J’s dad planted his seed in me, when I was a small child, when he was alive on this earth. The seed bore fruit in me that I now I fight White Nationalist HATE.

I guess I hope that J would be like his father and would want to help me in my just fight against White Nationalism and their neo nazi hate toward Jews and others. Yet, when I finally make it to the point of talking to him one on one, I find a man without a heart or the mind to see the truth about me and understand that everything said or written about someone is the truth, but that you have to give them the chance to prove they are telling the truth and explain themselves.
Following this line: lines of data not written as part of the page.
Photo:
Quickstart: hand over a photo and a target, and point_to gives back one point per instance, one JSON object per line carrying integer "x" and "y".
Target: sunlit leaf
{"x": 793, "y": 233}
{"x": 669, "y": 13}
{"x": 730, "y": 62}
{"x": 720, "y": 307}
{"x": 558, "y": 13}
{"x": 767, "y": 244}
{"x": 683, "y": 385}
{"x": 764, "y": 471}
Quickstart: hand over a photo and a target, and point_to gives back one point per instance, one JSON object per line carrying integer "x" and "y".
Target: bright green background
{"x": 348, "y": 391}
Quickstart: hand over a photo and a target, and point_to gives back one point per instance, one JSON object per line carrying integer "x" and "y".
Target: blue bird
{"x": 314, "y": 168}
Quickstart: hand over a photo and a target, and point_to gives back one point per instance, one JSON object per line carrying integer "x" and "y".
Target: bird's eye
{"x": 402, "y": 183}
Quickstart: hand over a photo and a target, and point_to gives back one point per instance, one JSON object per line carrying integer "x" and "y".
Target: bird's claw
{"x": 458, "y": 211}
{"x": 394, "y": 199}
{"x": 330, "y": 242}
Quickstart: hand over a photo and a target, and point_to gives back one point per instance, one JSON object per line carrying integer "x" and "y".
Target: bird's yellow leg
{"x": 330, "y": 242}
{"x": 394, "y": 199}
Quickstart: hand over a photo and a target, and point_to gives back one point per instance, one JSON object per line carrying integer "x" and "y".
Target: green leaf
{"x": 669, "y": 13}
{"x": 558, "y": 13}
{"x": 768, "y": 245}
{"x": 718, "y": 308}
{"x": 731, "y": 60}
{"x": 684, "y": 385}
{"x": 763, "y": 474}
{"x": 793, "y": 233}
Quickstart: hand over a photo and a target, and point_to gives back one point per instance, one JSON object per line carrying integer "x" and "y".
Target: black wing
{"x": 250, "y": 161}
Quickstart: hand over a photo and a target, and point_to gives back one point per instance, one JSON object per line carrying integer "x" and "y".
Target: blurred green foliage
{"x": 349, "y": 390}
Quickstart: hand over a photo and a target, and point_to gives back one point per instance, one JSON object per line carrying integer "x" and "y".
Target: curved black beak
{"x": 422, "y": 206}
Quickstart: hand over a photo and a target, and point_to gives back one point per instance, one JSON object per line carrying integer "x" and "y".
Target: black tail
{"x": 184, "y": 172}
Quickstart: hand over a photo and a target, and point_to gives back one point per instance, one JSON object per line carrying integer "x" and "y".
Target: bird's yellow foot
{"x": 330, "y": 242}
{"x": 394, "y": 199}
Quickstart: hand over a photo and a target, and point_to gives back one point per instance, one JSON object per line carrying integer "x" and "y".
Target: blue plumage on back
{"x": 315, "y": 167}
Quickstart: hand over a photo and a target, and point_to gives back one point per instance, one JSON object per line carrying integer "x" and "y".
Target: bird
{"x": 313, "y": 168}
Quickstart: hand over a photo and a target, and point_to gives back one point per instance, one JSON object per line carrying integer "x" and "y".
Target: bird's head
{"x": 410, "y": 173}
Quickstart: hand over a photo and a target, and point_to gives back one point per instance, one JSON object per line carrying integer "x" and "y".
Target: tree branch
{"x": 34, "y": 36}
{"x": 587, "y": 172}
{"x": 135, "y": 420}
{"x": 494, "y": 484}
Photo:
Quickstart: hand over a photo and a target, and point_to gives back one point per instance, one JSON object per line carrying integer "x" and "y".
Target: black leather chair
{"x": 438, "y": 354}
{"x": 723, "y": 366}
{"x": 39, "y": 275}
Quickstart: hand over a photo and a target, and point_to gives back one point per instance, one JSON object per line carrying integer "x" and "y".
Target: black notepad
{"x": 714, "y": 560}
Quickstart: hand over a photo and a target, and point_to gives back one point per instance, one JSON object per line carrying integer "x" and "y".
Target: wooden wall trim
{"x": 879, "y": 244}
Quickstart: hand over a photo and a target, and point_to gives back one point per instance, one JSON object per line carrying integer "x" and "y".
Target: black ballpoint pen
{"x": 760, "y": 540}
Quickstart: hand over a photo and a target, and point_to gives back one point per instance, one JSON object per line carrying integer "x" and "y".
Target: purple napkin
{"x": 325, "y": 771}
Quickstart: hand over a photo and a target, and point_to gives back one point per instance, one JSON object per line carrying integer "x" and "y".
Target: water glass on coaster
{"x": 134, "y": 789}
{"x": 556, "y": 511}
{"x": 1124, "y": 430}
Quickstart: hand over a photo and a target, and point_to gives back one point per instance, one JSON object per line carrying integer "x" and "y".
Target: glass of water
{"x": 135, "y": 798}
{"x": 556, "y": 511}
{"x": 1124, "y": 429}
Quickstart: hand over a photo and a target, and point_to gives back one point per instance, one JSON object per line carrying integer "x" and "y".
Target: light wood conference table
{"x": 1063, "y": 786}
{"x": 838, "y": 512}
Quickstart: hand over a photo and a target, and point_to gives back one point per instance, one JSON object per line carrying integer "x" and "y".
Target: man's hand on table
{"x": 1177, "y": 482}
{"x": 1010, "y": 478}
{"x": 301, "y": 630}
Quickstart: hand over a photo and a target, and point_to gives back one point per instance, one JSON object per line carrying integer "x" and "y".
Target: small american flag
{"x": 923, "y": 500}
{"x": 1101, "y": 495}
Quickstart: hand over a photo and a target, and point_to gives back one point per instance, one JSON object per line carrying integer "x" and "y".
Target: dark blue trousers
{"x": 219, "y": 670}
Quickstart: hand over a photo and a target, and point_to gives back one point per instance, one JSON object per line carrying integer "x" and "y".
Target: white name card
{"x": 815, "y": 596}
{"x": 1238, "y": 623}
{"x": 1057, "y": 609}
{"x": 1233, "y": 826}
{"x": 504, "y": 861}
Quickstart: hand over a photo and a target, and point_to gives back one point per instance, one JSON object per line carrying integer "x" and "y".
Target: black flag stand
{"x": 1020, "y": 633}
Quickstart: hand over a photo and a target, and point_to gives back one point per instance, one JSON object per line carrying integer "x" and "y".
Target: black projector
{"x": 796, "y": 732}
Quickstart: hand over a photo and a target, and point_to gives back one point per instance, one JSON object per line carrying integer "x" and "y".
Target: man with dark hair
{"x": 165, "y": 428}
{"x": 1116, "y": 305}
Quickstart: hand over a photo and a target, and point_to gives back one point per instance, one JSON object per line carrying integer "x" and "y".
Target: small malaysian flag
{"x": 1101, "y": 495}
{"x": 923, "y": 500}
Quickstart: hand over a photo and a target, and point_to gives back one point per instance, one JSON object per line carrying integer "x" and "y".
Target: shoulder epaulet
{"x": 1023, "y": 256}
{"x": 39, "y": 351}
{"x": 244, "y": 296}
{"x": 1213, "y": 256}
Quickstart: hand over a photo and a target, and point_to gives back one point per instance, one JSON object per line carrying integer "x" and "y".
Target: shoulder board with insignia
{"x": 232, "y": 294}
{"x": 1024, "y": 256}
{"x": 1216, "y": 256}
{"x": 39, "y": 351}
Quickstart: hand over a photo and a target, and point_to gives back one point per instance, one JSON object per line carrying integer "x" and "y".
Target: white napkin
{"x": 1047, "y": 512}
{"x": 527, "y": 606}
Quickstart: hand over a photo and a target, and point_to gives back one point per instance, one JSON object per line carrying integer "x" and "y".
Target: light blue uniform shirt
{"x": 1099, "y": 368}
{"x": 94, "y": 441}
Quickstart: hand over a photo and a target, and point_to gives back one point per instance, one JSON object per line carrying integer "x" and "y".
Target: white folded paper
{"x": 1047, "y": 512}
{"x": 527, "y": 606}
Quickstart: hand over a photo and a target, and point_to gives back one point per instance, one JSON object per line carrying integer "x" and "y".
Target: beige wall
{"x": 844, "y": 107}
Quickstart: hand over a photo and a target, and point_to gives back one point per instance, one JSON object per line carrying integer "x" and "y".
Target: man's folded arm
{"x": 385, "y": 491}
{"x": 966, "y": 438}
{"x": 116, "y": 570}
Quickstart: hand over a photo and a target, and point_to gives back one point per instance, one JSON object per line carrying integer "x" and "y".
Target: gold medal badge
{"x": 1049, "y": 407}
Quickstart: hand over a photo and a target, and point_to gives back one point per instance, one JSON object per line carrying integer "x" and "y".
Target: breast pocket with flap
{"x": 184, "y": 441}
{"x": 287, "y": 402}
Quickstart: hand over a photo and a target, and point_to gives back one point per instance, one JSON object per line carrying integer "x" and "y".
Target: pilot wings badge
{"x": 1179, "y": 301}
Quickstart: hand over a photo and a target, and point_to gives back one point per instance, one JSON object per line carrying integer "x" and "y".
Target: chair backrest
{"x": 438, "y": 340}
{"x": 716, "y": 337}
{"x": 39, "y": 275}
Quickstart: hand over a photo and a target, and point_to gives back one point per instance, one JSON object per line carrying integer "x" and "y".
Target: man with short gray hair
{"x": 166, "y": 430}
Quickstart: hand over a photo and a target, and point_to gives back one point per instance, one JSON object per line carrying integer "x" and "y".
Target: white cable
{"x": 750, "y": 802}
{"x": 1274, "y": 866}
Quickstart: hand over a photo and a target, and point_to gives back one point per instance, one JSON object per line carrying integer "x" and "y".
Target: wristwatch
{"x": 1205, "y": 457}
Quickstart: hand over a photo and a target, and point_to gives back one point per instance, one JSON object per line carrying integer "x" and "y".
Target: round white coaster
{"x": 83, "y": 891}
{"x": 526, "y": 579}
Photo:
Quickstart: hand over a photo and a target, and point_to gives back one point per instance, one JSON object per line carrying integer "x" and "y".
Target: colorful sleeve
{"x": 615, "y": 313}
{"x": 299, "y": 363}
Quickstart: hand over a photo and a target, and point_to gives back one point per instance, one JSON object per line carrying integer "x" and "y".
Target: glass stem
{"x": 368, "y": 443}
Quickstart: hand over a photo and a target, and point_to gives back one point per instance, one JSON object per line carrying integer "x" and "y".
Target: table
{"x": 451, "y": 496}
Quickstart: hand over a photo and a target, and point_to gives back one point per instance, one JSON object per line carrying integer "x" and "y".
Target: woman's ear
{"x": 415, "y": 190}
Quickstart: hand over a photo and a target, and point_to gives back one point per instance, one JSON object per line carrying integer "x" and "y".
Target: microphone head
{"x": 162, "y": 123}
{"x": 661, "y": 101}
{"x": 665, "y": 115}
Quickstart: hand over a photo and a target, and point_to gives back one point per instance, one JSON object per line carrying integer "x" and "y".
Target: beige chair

I had the heart and mind to understand that concept and have always tried to be fair and give him that chance, but he has REFUSED to treat me with the same FAIRNESS AND HONOR as I HAVE ALWAYS TRIED TO TREAT HIM.

I think the denial about J being an dishonorable man came about because I couldn’t admit to myself that the son of my childhood hero was the ENEMY to TRUTH AND jUSTICE; but had chosen the side of LIES AND EVIL DEEDS. When all you care about is WHAT YOU WANT and YOUR OWN SELFISH AMBITION AND YOU ARE WILLING TO USE LIES AND DECEPTION TO GAIN YOUR GOAL, IN MY EYES YOU BECOME THE ENEMY OF TRUTH AND JUSTICE AND HONOR.

I couldn’t face the fact that maybe my hero was not the man I thought he was and his son J reflected his true values and disregard for the COMMON MAN/WOMAN IN THIS COUNTRY. I couldn’t face that maybe my mother and other White Nationalists were RIGHT about HIM. Because if they were right about my childhood hero, were they also right about the Jews?

It would have met that everything I was taught as a child in the 60’s was ONE BIG LIE.


Somebody’s baby

I am not going to give up thinking that somewhere out there God will provide me a door to walk through. That he will bring me help and something good will happen in my life.

Have things to do.

Will try to write the letter for my assignment later.